Unlike Apple Pay, CurrentC does not use an NFC chip, but instead generates a QR code that is displayed on the merchant’s checkout terminal. Customers who have already linked their bank accounts to the CurrentC system scan the QR code from the terminal and the transaction is completed.
Analysts said disabling acceptance of Apple Pay was a way to favor a rival system that is not yet available but is being developed by a consortium of merchants known as Merchant Customer Exchange, or MCX. Rite Aid and CVS are part of that consortium, not part of the group of retailers that had teamed up with Apple on its payment system. Nonetheless, over the week, Apple Pay technology was working in Rite Aid and CVS stores. “Clearly Rite Aid and CVS are making a business decision over a customer satisfaction decision,” said Patrick Moorhead, president of Moor Insights & Strategy. He added that the move could upset consumers who believe Apple’s new product is easier and safer than paying with a traditional credit card.
CVS and the other CurrentC companies will certainly use the system exclusively for a relatively short time.
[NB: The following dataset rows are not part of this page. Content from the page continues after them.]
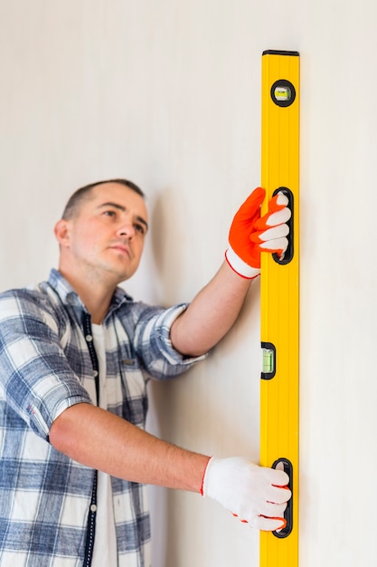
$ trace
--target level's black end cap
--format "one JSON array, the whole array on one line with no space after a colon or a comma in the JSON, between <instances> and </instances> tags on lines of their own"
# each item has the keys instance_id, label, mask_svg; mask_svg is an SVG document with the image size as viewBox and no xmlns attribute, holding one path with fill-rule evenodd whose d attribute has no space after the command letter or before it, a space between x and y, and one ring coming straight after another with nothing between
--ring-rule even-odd
<instances>
[{"instance_id":1,"label":"level's black end cap","mask_svg":"<svg viewBox=\"0 0 377 567\"><path fill-rule=\"evenodd\" d=\"M290 57L299 57L298 52L283 52L275 49L267 49L262 55L288 55Z\"/></svg>"}]
</instances>

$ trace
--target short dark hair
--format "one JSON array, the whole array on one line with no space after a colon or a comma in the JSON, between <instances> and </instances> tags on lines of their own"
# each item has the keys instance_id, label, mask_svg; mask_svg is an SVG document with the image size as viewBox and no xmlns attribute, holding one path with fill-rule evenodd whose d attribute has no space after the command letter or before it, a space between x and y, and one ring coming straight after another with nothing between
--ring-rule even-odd
<instances>
[{"instance_id":1,"label":"short dark hair","mask_svg":"<svg viewBox=\"0 0 377 567\"><path fill-rule=\"evenodd\" d=\"M73 195L70 197L68 199L67 205L63 210L63 214L61 218L64 220L70 220L77 215L79 212L80 207L82 202L85 200L89 200L90 198L91 190L98 187L99 185L103 185L104 183L118 183L119 185L124 185L128 188L132 189L137 195L140 195L143 198L145 197L145 194L140 189L137 185L133 183L132 181L128 181L128 179L106 179L105 181L96 181L95 183L90 183L90 185L85 185L84 187L77 189Z\"/></svg>"}]
</instances>

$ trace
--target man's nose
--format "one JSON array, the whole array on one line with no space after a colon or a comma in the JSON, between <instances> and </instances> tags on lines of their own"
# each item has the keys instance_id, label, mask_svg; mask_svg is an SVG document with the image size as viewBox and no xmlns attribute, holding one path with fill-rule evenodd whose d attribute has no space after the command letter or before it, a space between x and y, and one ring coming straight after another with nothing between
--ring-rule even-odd
<instances>
[{"instance_id":1,"label":"man's nose","mask_svg":"<svg viewBox=\"0 0 377 567\"><path fill-rule=\"evenodd\" d=\"M131 222L123 223L117 230L117 235L123 238L132 238L135 236L135 227Z\"/></svg>"}]
</instances>

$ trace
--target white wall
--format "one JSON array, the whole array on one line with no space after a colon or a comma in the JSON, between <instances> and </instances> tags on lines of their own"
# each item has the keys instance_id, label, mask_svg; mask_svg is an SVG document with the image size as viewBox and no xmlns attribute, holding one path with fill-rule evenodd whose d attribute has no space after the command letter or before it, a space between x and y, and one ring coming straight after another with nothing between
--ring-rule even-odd
<instances>
[{"instance_id":1,"label":"white wall","mask_svg":"<svg viewBox=\"0 0 377 567\"><path fill-rule=\"evenodd\" d=\"M260 55L301 53L300 565L375 565L377 73L373 0L0 0L0 289L56 265L79 186L149 195L136 297L189 300L259 182ZM151 427L259 458L259 284L207 361L151 390ZM155 567L259 564L259 537L155 493Z\"/></svg>"}]
</instances>

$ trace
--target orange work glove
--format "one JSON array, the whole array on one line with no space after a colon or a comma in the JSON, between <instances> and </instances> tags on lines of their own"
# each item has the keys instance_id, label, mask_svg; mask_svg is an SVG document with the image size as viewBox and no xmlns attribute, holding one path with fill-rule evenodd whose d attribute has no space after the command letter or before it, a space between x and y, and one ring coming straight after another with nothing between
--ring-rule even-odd
<instances>
[{"instance_id":1,"label":"orange work glove","mask_svg":"<svg viewBox=\"0 0 377 567\"><path fill-rule=\"evenodd\" d=\"M247 279L260 274L260 252L282 255L288 245L288 199L281 191L278 193L269 202L269 212L260 218L265 195L265 189L254 189L235 214L229 233L225 258L236 274Z\"/></svg>"}]
</instances>

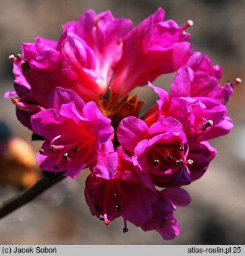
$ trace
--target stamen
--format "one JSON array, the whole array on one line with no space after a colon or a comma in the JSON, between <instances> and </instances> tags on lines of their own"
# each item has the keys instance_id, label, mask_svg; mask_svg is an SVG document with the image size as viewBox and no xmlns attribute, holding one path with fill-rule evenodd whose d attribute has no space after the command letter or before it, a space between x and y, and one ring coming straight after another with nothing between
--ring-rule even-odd
<instances>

If, as most observers expect, customer demand for NFC-based systems like Apple Pay grows rapidly, these retailers are not going to adopt a “my way or the highway” attitude with their customers. They have learned that when it comes to technology, it’s a consumer-driven world and they just live in it. And one other thing retailers have, or should have learned, is not to underestimate the power of Apple in the consumer world.